It doesn't bother me. Sometimes, chatter about what seems to be nothing turns into a really good conversation about things that matter to people. The talk of today's weather could become a conversation about bees or plants or memories of good days gone by or hopes for things yet to be. Sometimes chatter is just chatter. But that's OK, too. People need to make connections, small or large.


----------



## Cephalonimbus (Dec 6, 2010)

Sometimes.

I had a surprisingly nice chat with a stranger a few days ago... some kid asked me for a cigarette (and called me sir, so i immediately felt very old XD), but he turned out to be a cool dude and we ended up talking for 10-15 minutes.

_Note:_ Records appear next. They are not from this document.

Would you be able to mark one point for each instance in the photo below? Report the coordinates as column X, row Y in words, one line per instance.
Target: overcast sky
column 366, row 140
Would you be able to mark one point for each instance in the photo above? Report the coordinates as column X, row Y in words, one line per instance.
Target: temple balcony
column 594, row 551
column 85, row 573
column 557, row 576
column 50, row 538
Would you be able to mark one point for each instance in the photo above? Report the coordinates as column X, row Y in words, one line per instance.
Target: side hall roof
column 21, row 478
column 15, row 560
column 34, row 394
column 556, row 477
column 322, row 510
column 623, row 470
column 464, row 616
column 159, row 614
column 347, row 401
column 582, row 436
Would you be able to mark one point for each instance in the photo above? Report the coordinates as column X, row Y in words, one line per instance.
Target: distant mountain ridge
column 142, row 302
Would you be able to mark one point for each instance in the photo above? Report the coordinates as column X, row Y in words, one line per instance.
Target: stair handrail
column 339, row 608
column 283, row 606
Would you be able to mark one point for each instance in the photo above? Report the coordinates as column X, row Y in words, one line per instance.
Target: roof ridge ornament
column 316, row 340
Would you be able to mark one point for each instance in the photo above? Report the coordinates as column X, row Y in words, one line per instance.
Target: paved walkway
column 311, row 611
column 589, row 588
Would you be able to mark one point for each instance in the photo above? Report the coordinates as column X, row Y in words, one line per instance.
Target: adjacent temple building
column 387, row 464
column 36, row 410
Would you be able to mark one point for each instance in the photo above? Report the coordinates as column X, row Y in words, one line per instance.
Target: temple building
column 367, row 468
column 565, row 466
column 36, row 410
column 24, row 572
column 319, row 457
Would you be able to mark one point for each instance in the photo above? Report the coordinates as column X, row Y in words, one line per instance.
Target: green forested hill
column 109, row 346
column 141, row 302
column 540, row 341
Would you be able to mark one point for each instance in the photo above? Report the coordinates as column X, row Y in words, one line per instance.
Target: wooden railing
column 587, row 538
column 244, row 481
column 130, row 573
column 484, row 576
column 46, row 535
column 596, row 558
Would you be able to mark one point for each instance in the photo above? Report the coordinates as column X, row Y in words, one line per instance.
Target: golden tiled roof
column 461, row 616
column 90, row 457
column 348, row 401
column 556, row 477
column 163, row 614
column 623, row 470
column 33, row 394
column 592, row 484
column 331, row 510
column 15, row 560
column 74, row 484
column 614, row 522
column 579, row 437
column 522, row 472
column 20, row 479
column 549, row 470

I guess it just depends on how i'm feeling, and whether or not we can find some common ground fast enough so we don't have to be talking about things that interest neither of us. But that doesn't mean things have to get super deep either.


----------



## Promethea (Aug 24, 2009)

Sometimes its worth seeing if it's going to go somewhere.


----------



## Everyday Ghoul (Aug 4, 2009)

If I'm honest, I love any and every opportunity, excuse, whatever to talk to another person. I love interaction and I am starved for it. That being said, I pity anyone who attempts small talk with me, right now. Since this manic episode has started, I cannot shut up, once I start. To make matters even better, I talk so fast and I'm so animated while doing so, I look like a Jack Russel on crack.


----------



## JackCoates (Mar 1, 2013)

I tend to enjoy it but it just depends on when, where and who with.


----------



## NChSh (Jan 2, 2013)

I hate small talk with a passion. When I'm not lecturing or instructing (which I thoroughly enjoy), I need some sort of connection with a person for conversation to be pleasant. I love to talk and love interacting with people, but small talk always seems forced.


----------



## Nowhere Man (Apr 22, 2012)

Only when I'm drunk enough.


----------



## Maru the Gingerhead (Apr 25, 2013)

I don't mind friendly small-talk at all, unless the conversation involves gossip.


----------



## bobdaduck (Apr 24, 2010)

if 90% of the population detests small talk, it seems logical that small talk would not exist.


----------



## Vines (Sep 27, 2011)

oh wow, i'm somewhat surprised by these results. i voted for disliking it,but didn't suspect so many would share that point of view,especially not nearly 90% of people... how odd then that smalltalk is so common and sometimes difficult to avoid


----------



## MooseAndSquirrel (Apr 10, 2012)

This (Ralphie) pretty much sums up what I think of small talk...


----------



## Saira (Feb 2, 2012)

So, nobody likes small talk, but we still constantly insist on it? Is it really that necessary for normal conversation, then?


----------



## Sara62097 (May 16, 2013)

I view small talk as a meaningless conversation with someone I don't or barely know.
That sounds worse than ripping apart butterfly wings :bored:

Now, if I were talking causally with a friend or high-leveled acquaintance then I wouldn't mind it and if I were in the right mood may quite enjoy it.


----------



## ForsakenMe (Aug 30, 2010)

I dislike it. I'm more of a deep-in-a-serious-conversation type of gal.


----------



## DandyAndCheese (Nov 16, 2012)

But... but... I like it :sad:
Why does everything always have to be meaningful.
I love talking about useless and stupid stuff...
:sad:


----------



## AccioCookies (May 12, 2013)

I kind of enjoy small talk. You can pick up on things about people that you're around regularly even with simple banter. People I don't know are generally another story and unfortunately tend to latch on and not let go. This has led to a general hatred of airplanes. Really, lady? I love that you're going to see your daughter who you haven't gotten on with for the last ten years, but I'd really like to hide in my book right now, thanks.


----------



## athenaowl (Apr 22, 2013)

I loathe small talk. It is tedious and annoying and I find that it rarely serves any purpose (that I can detect). I prefer talking about focused subjects.


----------



## Bluity (Nov 12, 2012)

I dislike small talk because it's usually stating the obvious: "It's raining today, isn't it?" Well no shit. But I do acknowledge that it can close the gap between strangers while still maintaining distance. Its a way to keep the atmosphere positive without getting too deep. I wouldn't appreciate strangers asking me about my views on abortion, politics, genocide in Africa, etc when they sit next to me on a train.


----------